On 11/17/2010 09:46 PM, François Cami wrote:
> On Wed, Nov 17, 2010 at 9:21 PM, Magnus Glantz<mg at>  wrote:
>> On 11/17/2010 09:09 PM, Josh Boyer wrote:
>>> On Wed, Nov 17, 2010 at 2:28 PM, Bruno Wolff III<bruno at>    wrote:
>>>> On Wed, Nov 17, 2010 at 08:57:20 +0100,
>>>>    Hans de Goede<hdegoede at>    wrote:
>>>>> For those who do not know it yet, recent Fedora glibc updates include
>>>>> an optimized memcpy (which gets used on some processors) which breaks the
>>>>> 64 bit adobe flash plugin.
>>>> I saw memcpy / memmove issues affecting squashfs-tools shortly before the
>>>> F14 alpha. So we had some what of a heads up about the issue over three
>>>> months ago. It is unfortunate that we didn't catch the flash issue during
>>>> prerelease testing of F14. If this really is an important critera for
>>>> releases, maybe we should be having QA testing that flash works.
>>> I will be very, very, disappointed if that gets added as a criteria
>>> for a Fedora release.  It would be no different than making sure the
>>> nvidia driver works, and we certainly shouldn't be doing that either.
>> I can relate to that. I'm all for pure open source, but..
>> I really can't see why it would be a bad thing Fedora would do QA on a
>> proprietary software that is very important for a majority of the Fedora
>> users.
>> If we'd have an open source flash player that almost everyone could run
>> as a substitute, then it would be a different situation. I would say
>> that is the case regarding Nvidia.
> IIRC broken proprietary drivers never stopped us from shipping, but I
> could be wrong.
> Furthermore, no proprietary software vendor supports Fedora timely and
> fixes for issues like this one take months (from their own estimate).
> So by making sure proprietary software works, we could break the
> "First" Foundation.
> I would also argue we would break the "Freedom" Foundation, because
> proprietary software may limit what Fedora can do.

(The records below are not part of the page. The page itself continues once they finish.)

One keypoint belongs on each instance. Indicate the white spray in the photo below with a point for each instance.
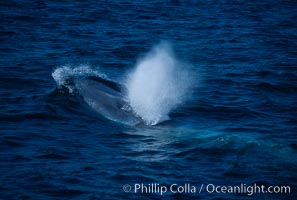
(158, 84)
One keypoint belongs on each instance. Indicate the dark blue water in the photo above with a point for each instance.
(238, 125)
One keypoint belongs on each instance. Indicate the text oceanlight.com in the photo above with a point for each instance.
(187, 188)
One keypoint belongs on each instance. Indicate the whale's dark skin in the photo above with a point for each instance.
(106, 100)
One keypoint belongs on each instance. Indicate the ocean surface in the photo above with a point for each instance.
(95, 95)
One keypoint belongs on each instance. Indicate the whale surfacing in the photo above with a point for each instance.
(106, 100)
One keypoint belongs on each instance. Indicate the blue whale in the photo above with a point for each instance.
(106, 98)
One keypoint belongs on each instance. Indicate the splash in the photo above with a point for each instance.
(158, 84)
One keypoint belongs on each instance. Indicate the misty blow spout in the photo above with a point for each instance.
(158, 85)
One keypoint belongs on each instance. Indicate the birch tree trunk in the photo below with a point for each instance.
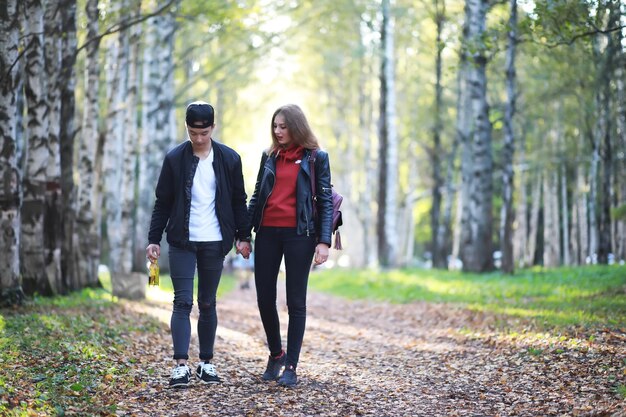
(444, 233)
(534, 222)
(363, 208)
(35, 278)
(158, 131)
(520, 239)
(620, 175)
(89, 202)
(439, 252)
(582, 218)
(11, 292)
(506, 225)
(551, 257)
(130, 147)
(53, 220)
(463, 115)
(565, 217)
(67, 83)
(388, 166)
(593, 198)
(477, 164)
(117, 66)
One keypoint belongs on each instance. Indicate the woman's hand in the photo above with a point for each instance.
(153, 251)
(321, 253)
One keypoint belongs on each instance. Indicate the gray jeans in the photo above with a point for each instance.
(209, 260)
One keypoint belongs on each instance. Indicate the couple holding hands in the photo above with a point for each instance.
(201, 205)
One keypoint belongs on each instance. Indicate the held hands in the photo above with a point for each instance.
(244, 248)
(321, 253)
(153, 252)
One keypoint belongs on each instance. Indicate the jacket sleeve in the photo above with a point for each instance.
(242, 222)
(163, 204)
(252, 204)
(324, 198)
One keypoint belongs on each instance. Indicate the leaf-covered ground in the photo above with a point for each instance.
(375, 359)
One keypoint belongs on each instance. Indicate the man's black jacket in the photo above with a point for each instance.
(173, 196)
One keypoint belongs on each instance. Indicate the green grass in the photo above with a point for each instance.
(586, 296)
(58, 353)
(61, 355)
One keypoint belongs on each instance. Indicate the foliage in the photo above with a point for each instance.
(589, 296)
(71, 349)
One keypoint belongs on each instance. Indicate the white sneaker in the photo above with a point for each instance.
(181, 375)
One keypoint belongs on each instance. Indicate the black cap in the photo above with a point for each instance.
(200, 115)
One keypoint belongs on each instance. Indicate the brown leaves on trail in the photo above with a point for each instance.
(376, 359)
(358, 359)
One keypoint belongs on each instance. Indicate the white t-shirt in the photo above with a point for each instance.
(203, 224)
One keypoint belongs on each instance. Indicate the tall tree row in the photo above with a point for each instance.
(387, 230)
(10, 187)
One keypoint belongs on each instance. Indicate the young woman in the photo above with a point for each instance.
(281, 213)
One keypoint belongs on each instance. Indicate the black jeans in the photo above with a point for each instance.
(271, 244)
(208, 257)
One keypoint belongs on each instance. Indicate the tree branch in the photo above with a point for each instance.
(125, 24)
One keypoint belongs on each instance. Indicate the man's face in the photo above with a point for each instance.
(200, 136)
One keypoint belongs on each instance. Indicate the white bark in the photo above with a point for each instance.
(551, 256)
(506, 224)
(520, 232)
(388, 178)
(582, 224)
(130, 148)
(35, 278)
(534, 222)
(565, 217)
(10, 281)
(53, 214)
(620, 234)
(88, 226)
(117, 72)
(158, 132)
(477, 163)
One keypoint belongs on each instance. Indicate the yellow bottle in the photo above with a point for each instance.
(153, 273)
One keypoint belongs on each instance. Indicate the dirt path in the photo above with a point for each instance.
(376, 359)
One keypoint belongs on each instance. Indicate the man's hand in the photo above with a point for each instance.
(153, 251)
(244, 248)
(321, 253)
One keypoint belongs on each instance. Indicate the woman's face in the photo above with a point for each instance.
(281, 131)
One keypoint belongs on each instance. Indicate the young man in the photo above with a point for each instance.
(201, 204)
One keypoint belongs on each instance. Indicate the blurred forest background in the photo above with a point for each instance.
(463, 134)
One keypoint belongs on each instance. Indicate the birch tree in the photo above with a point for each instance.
(506, 218)
(130, 145)
(477, 163)
(158, 131)
(35, 278)
(67, 83)
(10, 280)
(388, 142)
(53, 221)
(439, 252)
(113, 181)
(88, 201)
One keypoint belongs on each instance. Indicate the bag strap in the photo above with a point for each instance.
(312, 157)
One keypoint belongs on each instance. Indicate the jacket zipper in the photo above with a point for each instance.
(268, 196)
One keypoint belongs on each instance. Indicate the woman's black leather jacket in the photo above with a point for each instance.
(305, 224)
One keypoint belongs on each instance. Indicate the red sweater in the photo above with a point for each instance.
(280, 209)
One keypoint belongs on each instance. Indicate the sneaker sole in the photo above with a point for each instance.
(208, 382)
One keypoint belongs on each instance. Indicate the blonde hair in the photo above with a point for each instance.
(298, 127)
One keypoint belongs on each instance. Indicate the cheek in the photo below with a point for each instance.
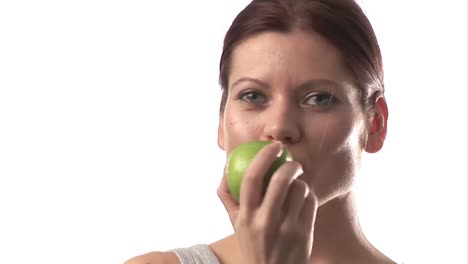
(238, 129)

> On the other hand, proprietary software-related bugs found before the
> release would probably receive some attention (and could be forwarded
> to the vendor accordingly), so anyone is free to test whatever they
> use and file bugs.
> I am not saying that we should refrain users from testing proprietary
> software - but we should not make it part of the release criteria.
> François
I'm not saying that a broken Adobe Flash would stop Fedora from shipping.

But.. if we notice that it's broken, we can:
1) Notify Adobe about it, so they -can- provide a fix. If they do not 
know, they can't fix it.. The Adobe developers I e-mailed with did say 
that they took the issue seriously, they want it to work on Fedora, as 
I'm sure a lot people/companies would.
2) Create a work-around for the end-users (as has been done by several 
people in the BZ #638477-thread)
There's nothing bad about that is it?